The Medical Staff Bylaws are also required to establish procedures by which these tasks are accomplished. The details of the procedures may be set forth in policies.
While the JCAHO standards mandate many important items that the Medical Staff Bylaws must address, the most important area for physicians is in credentialing, as conformance with the standards requires ongoing assessment of the quality of care provided by individual physicians. While not mandatory, the standards also permit evaluation of the efficiency and resource use of individual physicians.
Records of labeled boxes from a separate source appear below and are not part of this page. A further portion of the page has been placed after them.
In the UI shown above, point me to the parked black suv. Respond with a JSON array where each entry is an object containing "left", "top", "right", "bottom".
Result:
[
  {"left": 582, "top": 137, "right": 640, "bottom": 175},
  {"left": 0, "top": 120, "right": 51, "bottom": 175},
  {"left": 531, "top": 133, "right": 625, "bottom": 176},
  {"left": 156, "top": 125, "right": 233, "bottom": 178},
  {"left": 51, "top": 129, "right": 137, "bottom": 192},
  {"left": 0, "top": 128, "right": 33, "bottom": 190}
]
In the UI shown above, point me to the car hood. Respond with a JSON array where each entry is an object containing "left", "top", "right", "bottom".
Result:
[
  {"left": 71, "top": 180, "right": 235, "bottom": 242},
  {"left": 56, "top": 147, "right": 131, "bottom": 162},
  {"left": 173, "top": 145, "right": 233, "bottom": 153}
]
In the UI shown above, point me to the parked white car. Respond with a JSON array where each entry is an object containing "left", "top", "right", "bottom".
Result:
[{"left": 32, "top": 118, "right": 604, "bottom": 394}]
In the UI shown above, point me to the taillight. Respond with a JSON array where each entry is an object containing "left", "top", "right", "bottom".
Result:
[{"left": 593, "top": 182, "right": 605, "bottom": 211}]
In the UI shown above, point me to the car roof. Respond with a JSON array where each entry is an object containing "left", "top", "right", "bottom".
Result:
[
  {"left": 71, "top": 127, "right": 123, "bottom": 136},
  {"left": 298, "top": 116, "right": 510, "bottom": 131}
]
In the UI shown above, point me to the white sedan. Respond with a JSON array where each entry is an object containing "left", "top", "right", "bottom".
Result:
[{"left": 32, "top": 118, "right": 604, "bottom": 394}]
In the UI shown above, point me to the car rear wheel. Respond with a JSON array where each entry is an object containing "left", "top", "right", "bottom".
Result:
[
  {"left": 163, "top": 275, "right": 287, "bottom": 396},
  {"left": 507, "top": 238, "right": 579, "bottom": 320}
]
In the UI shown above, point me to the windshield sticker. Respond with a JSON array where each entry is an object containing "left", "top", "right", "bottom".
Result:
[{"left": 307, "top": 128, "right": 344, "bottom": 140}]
While certain legal safeguards like the Americans with Disabilities Act, Federal Anti-trust Statutes, the Fair Credit Act, Medicare's Conditions of Participation, and state laws protect physicians in their relationships with hospitals, the legal relationship has yet to be defined by Kentucky law in a way that establishes a clear legal right to become a medical staff member and to maintain that membership. With the new focus on quality as well as the other factors that may b e considered, the re-credentialing process takes on even greater significance as a physician's individual right to retain medical staff membership becomes subject to more rigorous review.
While each hospital and its medical staff will likely initiate the review of Medical Staff Bylaws in a unique manner, most will consider the new JCAHO standards. Even though some of the new standards are favorable for physicians, including new limitations on the authority of medical executive committees, physicians must be actively involved in the process and pay particular attention to the credentialing process to ensure that fair procedures are established and that physicians are aware of the benchmarks that may be set for medical staff membership.